This article was first published on GNLU's only student run online magazine - Jury's Out.
In May 2014, the BJP won a historic victory in the general elections and managed to secure a single party majority in the Lok Sabha, a feat which hadn’t taken place for atleast the two preceding decades. However, despite the overwhelming majority of BJP’s National Democratic Alliance in the Lok Sabha, the government has not been able to achieve some of its major legislative objectives such as passing the Goods and Services Tax Act, because India’s bicameral legislative system requires any bill to pass not just the Lok Sabha but Rajya Sabha (the House of States), as well. Despite its poor showing in the 2014 general election Congress remained the single largest party in the Rajya Sabha and along with the other parties could muster enough votes to block government bills.
Thus, when elections were held for 57 Rajya Sabha seats earlier in June this year, one would have expected keenly contested polls with each side hoping to maximise their numbers.
However, this could not be further from the truth. Of the 57 MPs chosen, 30 i.e. more than half were elected unopposed from eight states. Even in the states where elections were conducted, most states had just one more candidate than the number of seats up for grabs. In Uttar Pradesh for example, there were 12 candidates vying for 11 seats which is in stark contrast to the 2012 legislative assembly elections in Uttar Pradesh. In those elections there were 6839 candidates contesting for just 403 constituencies and not a single constituency had less than 6 candidates in the fray.

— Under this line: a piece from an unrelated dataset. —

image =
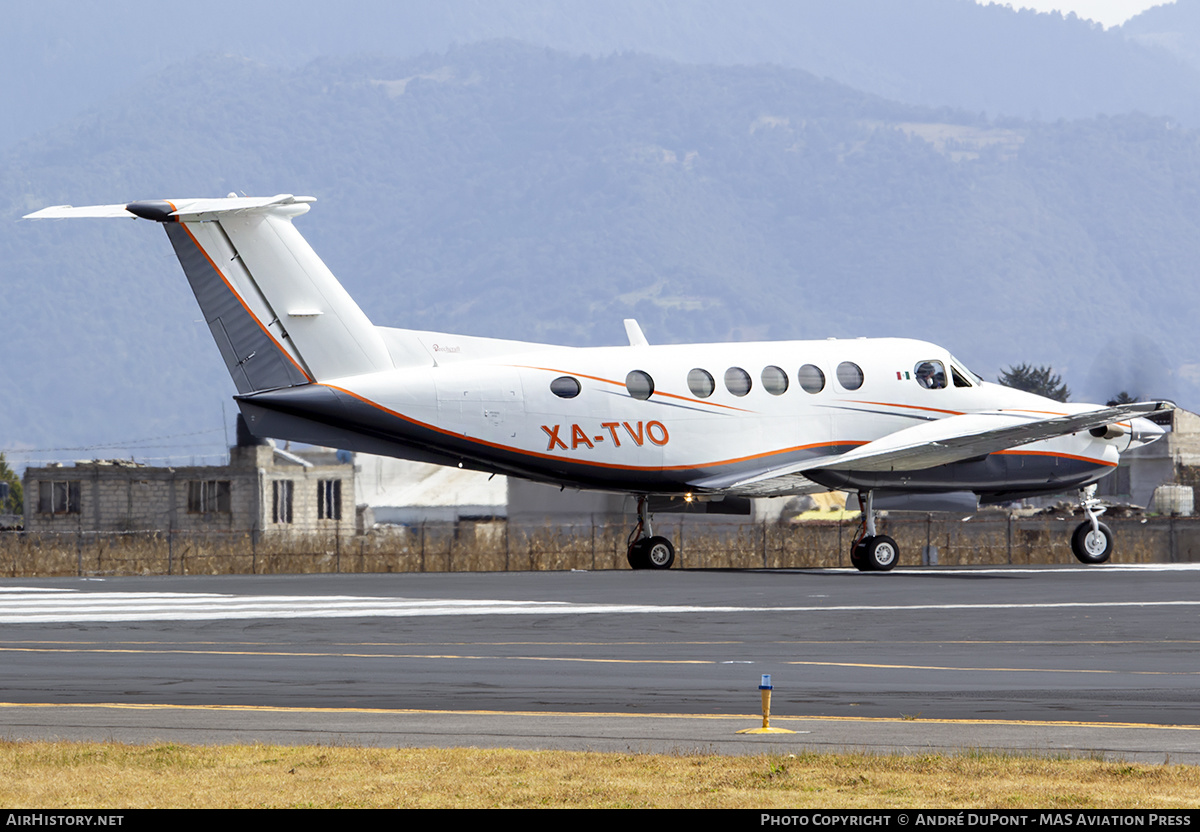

The reason for the apparent apathy with regard to the Rajya Sabha elections is because the Rajya Sabha MPs are elected by the Members of the Legislative Assembly of each state using the single transferable vote system. Since the parties know how many MLAs they have in each assembly they are content to divide up the Rajya Sabha seats in the same proportion rather than putting up candidates and vying to get other party MLAs’ support as well.
This has led to a situation where any party leader can get elected to the Rajya Sabha regardless of his relationship with the state he is contesting from. In the present round of elections, Railway Minister Suresh Prabhu whose entire political career has been from Maharashtra, has been elected unopposed from Andhra Pradesh. Another minister, Venkaiha Naidu is from Andhra Pradesh but previously represented Karnataka in the Rajya Sabha and has just been elected from Rajasthan in 2016. Similarly, veteran lawyer Ram Jethmalani who has spent his entire career in Mumbai or Delhi has been elected unopposed from Bihar on an RJD ticket, a party he just joined.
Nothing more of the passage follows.